Researchers suspect that the way cells use nutrients in the presence of a virus can determine disease outcome and severity.
The immune system has long been touted as the body’s primary defense against invading viruses, with the understanding that a strong immune response swiftly knocks out an infection while a weak one allows it to linger, leading to prolonged disease or even death.
Palmer concludes that the way in which cells, even non-immune cells, use nutrients in the presence of a viral pathogen can determine disease outcome and severity in the earliest stages of infection, or even long after the pathogen leaves the body.
Certain molecules on the surface of a cell determine how nutrients are used. These allow nutrients like glucose and fat to facilitate energy production or, if necessary, mount an offense against invading pathogens. Under these conditions, nutrients strengthen and bolster the cell. But viral pathogens can also hijack these surface molecules to gain entry into the cell and then use the nutrients to replicate.

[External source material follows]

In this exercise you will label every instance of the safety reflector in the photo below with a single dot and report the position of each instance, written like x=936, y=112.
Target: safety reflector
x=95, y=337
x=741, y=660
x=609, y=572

Understanding how cells use nutrients in the presence of viral pathogens at the earliest states of infection is key to the development of treatments that can strengthen the cell, not the virus. While most antiviral medications take aim at the virus, Palmer seeks to prevent or lessen disease by keeping the nutrients on the cell’s side.
Palmer is working with Jay Rappaport, director of the Tulane National Primate Research Center and professor of microbiology and immunology at the Tulane University School of Medicine, on rewiring metabolic response in nonhuman primate models of COVID and HIV to prevent and treat long-term symptoms.
“We know that when metabolism is impaired, there is increased susceptibility to infection,” says Rappaport. “Modulating the metabolic response has vast implications for all infectious diseases, from optimizing immunity to mitigating the effects of aging, autoimmunity, and other drivers of disease.”